The way these annotations are implemented, I cannot create a DTOEntity out of an external class, which I would think would be the most common scenario. I have to build a very strange delegate hybrid.

If there were a properties file version of the annotations JmixEntity and JmixProperty, it might be feasable. There’s nothing in the documentation about that, though.

Thanks for your help!

You cannot use POJO classes from an external dependency because Jmix needs to enhance the bytecode of entities at the application build time. The bytecode modification adds property listeners, id handling, equals and hashCode implementations.

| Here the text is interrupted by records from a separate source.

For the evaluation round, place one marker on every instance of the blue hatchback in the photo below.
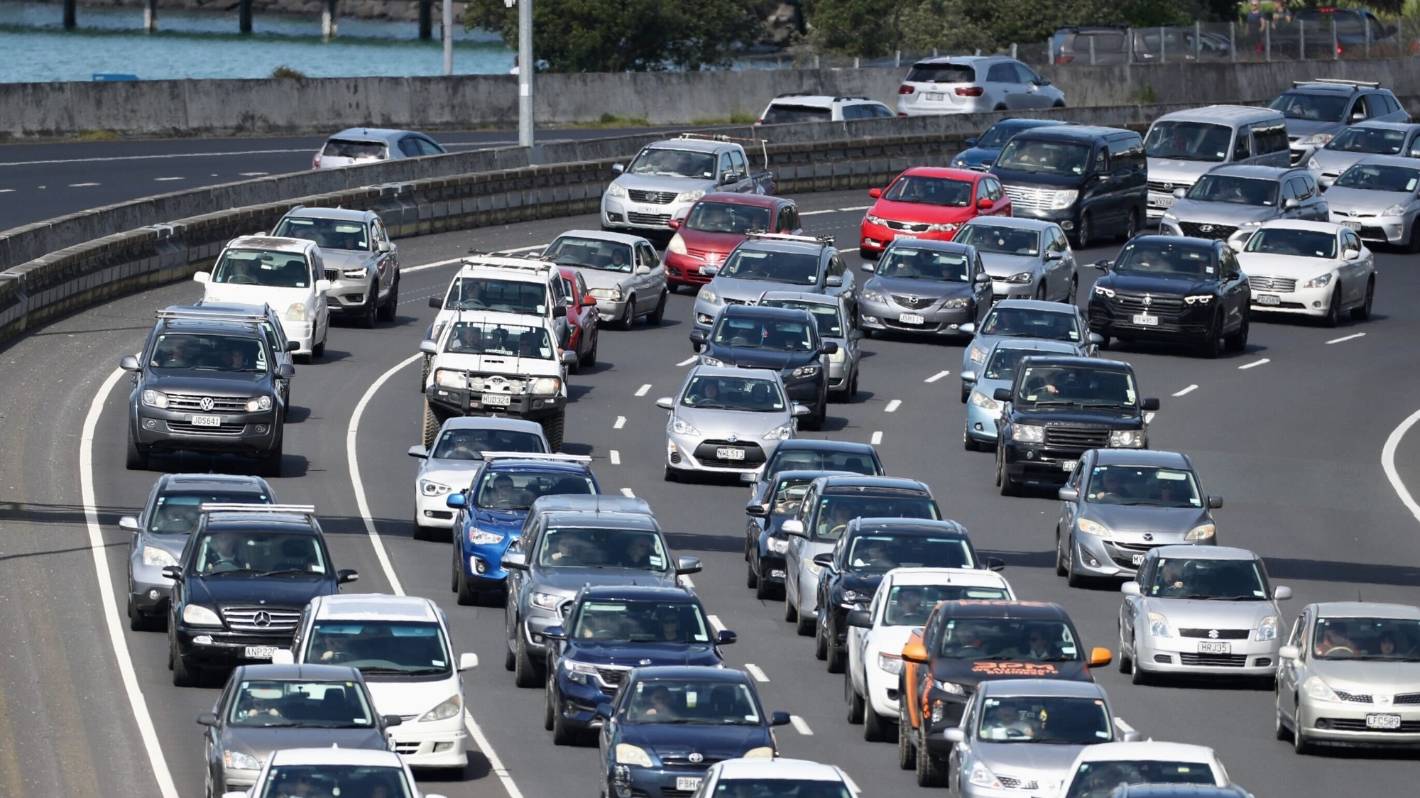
(490, 513)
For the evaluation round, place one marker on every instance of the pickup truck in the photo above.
(668, 176)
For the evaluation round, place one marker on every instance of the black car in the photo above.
(1173, 288)
(864, 554)
(670, 723)
(609, 631)
(208, 382)
(242, 584)
(781, 340)
(1057, 409)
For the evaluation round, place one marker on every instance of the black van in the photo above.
(1094, 182)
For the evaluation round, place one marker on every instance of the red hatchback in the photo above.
(714, 226)
(927, 202)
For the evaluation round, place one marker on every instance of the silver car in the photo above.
(1379, 198)
(1351, 676)
(727, 421)
(1025, 257)
(1200, 611)
(622, 271)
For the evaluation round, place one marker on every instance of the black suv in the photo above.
(1173, 288)
(242, 584)
(208, 382)
(1057, 409)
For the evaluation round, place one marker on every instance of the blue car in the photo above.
(490, 513)
(668, 724)
(612, 629)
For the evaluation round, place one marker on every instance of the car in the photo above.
(1204, 611)
(1176, 290)
(1121, 503)
(368, 145)
(726, 421)
(361, 261)
(983, 149)
(1099, 770)
(1311, 269)
(284, 273)
(1023, 318)
(668, 724)
(1024, 733)
(835, 325)
(878, 633)
(1025, 257)
(1057, 409)
(964, 643)
(608, 632)
(161, 531)
(1094, 182)
(269, 707)
(925, 287)
(405, 652)
(206, 382)
(567, 544)
(776, 338)
(927, 203)
(624, 273)
(714, 226)
(456, 456)
(496, 364)
(973, 84)
(998, 371)
(1379, 198)
(866, 550)
(824, 516)
(242, 584)
(1348, 676)
(490, 513)
(771, 261)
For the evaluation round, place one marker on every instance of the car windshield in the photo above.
(1000, 239)
(1295, 243)
(330, 704)
(1143, 484)
(327, 781)
(673, 164)
(259, 554)
(381, 646)
(493, 338)
(1044, 156)
(797, 269)
(1084, 386)
(1010, 639)
(1189, 141)
(590, 253)
(1038, 719)
(577, 547)
(517, 490)
(1223, 580)
(714, 703)
(1396, 639)
(713, 392)
(327, 233)
(639, 622)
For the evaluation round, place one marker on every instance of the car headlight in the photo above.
(198, 615)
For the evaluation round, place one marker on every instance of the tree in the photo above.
(616, 36)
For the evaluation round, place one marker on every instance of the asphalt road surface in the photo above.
(1291, 432)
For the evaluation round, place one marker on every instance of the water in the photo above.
(205, 44)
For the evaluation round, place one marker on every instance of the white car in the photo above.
(1311, 269)
(287, 274)
(876, 635)
(401, 645)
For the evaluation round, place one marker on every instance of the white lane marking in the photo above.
(105, 592)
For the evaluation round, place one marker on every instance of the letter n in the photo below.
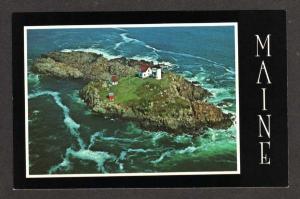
(261, 122)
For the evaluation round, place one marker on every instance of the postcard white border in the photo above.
(234, 24)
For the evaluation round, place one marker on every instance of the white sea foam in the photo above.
(99, 157)
(162, 157)
(97, 51)
(69, 122)
(139, 150)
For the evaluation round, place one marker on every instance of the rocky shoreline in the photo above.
(171, 104)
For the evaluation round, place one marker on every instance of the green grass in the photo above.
(130, 89)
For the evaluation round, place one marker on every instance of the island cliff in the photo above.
(172, 104)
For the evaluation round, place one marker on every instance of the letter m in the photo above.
(260, 44)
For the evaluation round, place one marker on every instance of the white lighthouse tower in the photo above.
(158, 73)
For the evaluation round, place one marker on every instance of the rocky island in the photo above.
(171, 103)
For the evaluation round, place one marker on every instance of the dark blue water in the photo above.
(65, 137)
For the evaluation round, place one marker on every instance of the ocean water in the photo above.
(65, 137)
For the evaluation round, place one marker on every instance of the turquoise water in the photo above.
(66, 137)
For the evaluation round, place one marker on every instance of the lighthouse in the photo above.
(158, 73)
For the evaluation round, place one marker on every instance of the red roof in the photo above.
(114, 78)
(144, 67)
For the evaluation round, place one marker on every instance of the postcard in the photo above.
(121, 101)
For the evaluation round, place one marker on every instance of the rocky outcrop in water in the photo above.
(172, 104)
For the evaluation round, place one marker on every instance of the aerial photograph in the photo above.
(144, 99)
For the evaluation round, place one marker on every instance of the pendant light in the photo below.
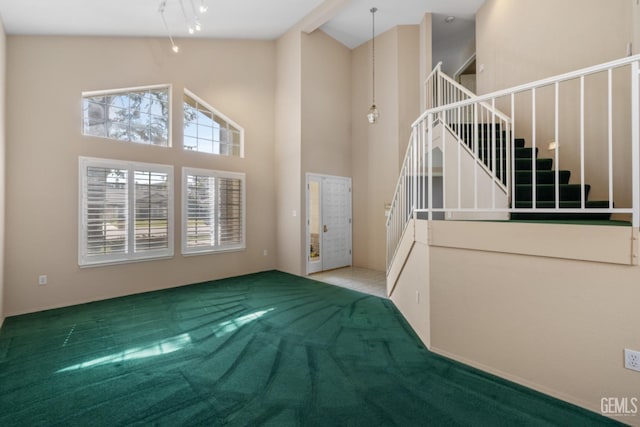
(373, 113)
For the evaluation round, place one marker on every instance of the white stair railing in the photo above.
(598, 107)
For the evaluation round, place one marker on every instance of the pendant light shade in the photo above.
(373, 114)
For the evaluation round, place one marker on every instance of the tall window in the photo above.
(126, 211)
(209, 131)
(213, 206)
(139, 115)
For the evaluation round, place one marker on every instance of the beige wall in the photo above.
(45, 78)
(288, 152)
(524, 41)
(378, 150)
(562, 331)
(557, 325)
(426, 49)
(313, 130)
(326, 114)
(3, 55)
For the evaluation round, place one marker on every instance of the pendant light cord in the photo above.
(373, 52)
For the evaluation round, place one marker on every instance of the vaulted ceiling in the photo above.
(348, 21)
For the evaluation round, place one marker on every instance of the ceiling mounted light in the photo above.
(191, 19)
(373, 113)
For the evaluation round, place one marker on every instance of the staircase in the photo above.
(568, 195)
(483, 173)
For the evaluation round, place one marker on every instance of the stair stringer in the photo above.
(488, 186)
(408, 279)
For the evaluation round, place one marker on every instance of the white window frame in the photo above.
(217, 114)
(200, 250)
(108, 92)
(88, 260)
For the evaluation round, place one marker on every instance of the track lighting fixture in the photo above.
(192, 20)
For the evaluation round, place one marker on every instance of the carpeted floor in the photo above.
(267, 349)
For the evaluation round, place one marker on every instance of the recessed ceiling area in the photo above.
(350, 22)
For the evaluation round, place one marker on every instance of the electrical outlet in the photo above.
(632, 359)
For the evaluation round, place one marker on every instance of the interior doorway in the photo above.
(329, 223)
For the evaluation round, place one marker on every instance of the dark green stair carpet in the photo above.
(267, 349)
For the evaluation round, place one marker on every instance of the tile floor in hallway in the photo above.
(356, 278)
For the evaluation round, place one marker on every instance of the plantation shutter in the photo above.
(151, 211)
(126, 211)
(214, 211)
(106, 211)
(229, 211)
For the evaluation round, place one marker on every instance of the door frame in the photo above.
(309, 176)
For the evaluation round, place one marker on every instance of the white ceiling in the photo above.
(230, 19)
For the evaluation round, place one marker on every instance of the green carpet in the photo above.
(267, 349)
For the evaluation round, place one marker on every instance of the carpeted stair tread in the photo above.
(542, 176)
(541, 164)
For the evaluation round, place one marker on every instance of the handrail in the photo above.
(538, 83)
(470, 94)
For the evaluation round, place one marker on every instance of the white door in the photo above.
(328, 222)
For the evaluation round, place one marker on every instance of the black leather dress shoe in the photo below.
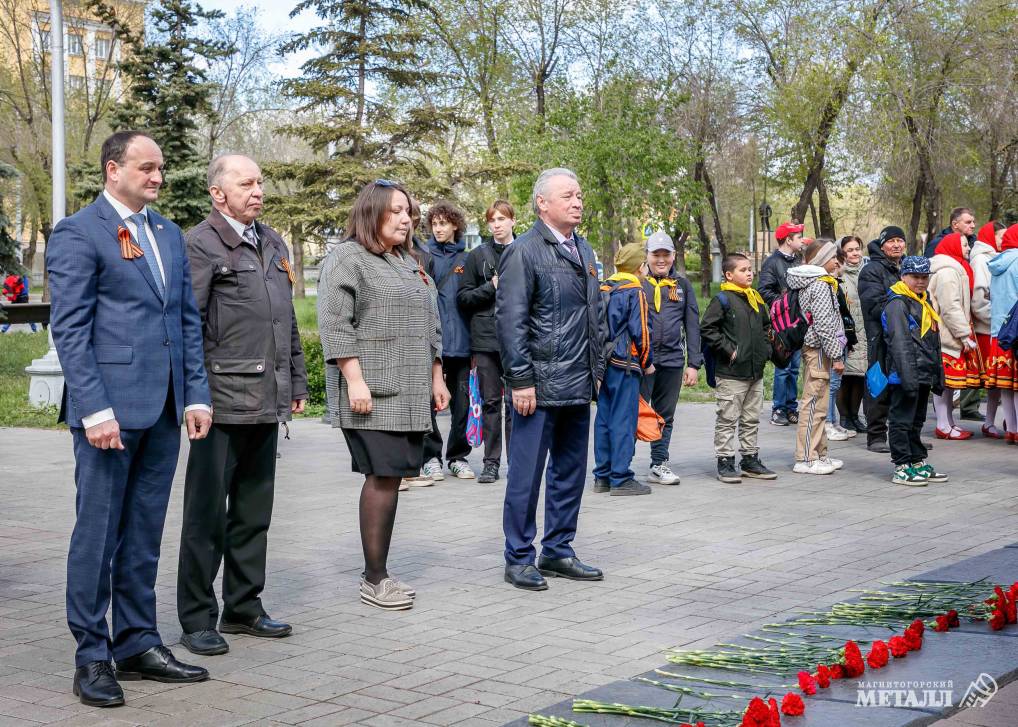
(96, 685)
(159, 664)
(526, 577)
(207, 642)
(261, 626)
(568, 568)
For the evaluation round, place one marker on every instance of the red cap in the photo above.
(787, 228)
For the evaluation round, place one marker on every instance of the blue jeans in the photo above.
(835, 387)
(786, 386)
(615, 426)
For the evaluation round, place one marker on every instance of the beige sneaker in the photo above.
(387, 595)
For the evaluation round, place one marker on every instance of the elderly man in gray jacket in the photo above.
(242, 280)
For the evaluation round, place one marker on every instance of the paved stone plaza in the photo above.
(686, 566)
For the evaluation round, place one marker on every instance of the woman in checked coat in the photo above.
(378, 320)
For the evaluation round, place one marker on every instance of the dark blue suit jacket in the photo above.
(120, 344)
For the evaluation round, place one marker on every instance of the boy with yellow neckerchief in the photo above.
(736, 329)
(627, 327)
(912, 362)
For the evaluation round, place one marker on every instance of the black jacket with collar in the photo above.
(476, 295)
(252, 350)
(548, 318)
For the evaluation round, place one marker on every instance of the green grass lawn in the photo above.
(16, 351)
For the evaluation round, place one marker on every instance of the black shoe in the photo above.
(727, 471)
(207, 642)
(525, 576)
(779, 418)
(159, 664)
(570, 568)
(96, 685)
(262, 626)
(631, 487)
(751, 466)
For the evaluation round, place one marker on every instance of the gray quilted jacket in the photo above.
(381, 310)
(817, 298)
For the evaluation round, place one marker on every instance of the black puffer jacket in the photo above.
(476, 295)
(874, 280)
(548, 314)
(913, 357)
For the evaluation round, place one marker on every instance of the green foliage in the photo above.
(631, 168)
(169, 97)
(17, 351)
(354, 96)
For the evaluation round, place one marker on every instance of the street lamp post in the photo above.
(46, 385)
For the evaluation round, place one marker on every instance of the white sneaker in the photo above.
(662, 474)
(433, 470)
(814, 466)
(461, 469)
(832, 462)
(835, 433)
(419, 481)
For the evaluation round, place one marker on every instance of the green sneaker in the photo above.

That’s why we require @JmixEntity annotation on DTO entities instead of just some configuration properties - we don’t want to give you a false impression that you can use classes that are not in your source code.

Regarding your case with consuming an external API, why not just create a DTO entity replicating the structure of your external Category class, and map the values between separate objects? I think it’s simpler than building “very strange delegate hybrids”, especially with the help of a mapping library like http://modelmapper.org

I’ve created a small demo project consuming the https://jsonplaceholder.typicode.com/todos API. It has two classes with identical structure: plain ExternalTodo as a demonstration of an external class, and TodoEntity annotated with @JmixEntity. The mapping from ExternalTodo to TodoEntity boils down to the following:

@Autowired
private ExternalTodoService externalTodoService;
@Autowired
private Metadata metadata;
@Autowired
private ModelMapper modelMapper; // this bean is defined in main app class

public List<TodoEntity> loadTodos() {
    return externalTodoService.loadTodos().stream()
            .map(todo -> {
                TodoEntity todoEntity = metadata.create(TodoEntity.class);
                modelMapper.map(todo, todoEntity);
                return todoEntity;
            })
            .collect(Collectors.toList());
}

Could you explain in more detail the situation where you faced this unsatisfied dependency? We have put a lot of effort into decoupling everything from EclipseLink.